In response to a congressman’s asking how many of those facilities did the FDA inspect during the previous year. The answer was thirteen.
Later in the book, the Saracen is envisioning the result of the smallpox outbreak: “In the short term, the world would close down and travel be rendered impossible, as nations sought safety in quarantine and isolation. Some would be more successful than others and though a billion people had died from smallpox in the hundred years before its eradication, nothing like it had ever happened in the modern world – not even AIDS – and nobody could predict where the rivers of infection would flood and where they would turn.”
The book was published in 2014 and should serve as a warning in 2020.
New evidence in the form of FBI memos has turned up showing that the Bureau not only conducted a sting operation in order to ensnare Trump’s National Security Advisor Michael Flynn but got him to confess to lying to the FBI by threatening to prosecute his son if he didn’t.
If Attorney General William Barr doesn’t start cleaning house at the FBI, he will be as culpable as Eric Holder and Loretta Lynch.
The fact that the likes of James Comey, Andrew McCabe, Peter Strzok, Bruce Ohr, Lisa Page, James Clapper and Michael Hayden, all members of the fascistic Dark State, are still running around loose is proof that the justice system in America is two-tiered, one set of laws and rules for the rabble and another for those who work or who have ever worked for the federal government.
Arthur Hershey passed along a list that is titled “Oxymorons,” but I think they’re more like word ticklers, but I’ll let you decide:
Doesn’t it seem odd that the third hand on a watch is called the second hand?
Why do we say something is out of whack? What is a whack?
Why does “slow down” and “slow up” mean the same thing?
Why does “fat chance” and “slim chance” mean the same thing?
Why do tugboats push their barges?
Why do people sing “Take Me Out to the Ballgame” when they’re already there?
Why are they called “stands” when they’re made for sitting?
Why is it called “after dark” when it is really “after light”?

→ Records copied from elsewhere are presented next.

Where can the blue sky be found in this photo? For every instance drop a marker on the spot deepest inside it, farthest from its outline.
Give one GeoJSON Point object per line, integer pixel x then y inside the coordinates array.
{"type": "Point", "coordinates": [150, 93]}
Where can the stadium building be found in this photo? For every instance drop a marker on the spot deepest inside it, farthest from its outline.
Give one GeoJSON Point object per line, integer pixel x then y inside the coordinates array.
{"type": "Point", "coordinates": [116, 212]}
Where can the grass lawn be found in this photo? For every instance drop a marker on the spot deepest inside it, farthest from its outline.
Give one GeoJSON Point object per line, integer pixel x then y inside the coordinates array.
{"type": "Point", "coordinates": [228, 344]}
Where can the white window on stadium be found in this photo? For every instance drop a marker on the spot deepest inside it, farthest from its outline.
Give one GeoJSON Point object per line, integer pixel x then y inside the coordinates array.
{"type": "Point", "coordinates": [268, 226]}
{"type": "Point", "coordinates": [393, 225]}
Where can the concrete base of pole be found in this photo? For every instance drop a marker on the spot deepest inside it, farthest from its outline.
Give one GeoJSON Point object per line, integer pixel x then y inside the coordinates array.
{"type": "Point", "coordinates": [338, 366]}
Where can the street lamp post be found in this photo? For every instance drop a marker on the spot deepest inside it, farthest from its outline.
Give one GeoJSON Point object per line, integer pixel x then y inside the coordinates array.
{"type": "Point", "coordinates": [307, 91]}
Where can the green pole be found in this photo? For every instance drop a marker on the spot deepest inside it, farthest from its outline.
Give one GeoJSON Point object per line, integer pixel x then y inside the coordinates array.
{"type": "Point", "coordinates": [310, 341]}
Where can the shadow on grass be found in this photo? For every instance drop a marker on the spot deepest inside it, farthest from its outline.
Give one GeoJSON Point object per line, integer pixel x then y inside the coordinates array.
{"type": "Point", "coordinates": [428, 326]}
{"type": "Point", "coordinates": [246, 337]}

Doesn’t “expecting the unexpected” make the unexpected expected?
Why do “overlook” and “oversee” mean opposite things?
Why is “phonics” not spelled the way it sounds?
If love is blind, why is lingerie so popular?
If you are cross-eyed and have dyslexia, can you read all right?
Why do we put suits in garment bags and garments in a suitcase?
Why do we drive on a parkway and park on a driveway?
Why do we wash bath towels? Aren’t we clean when we use them?
How come “abbreviated” is such a long word?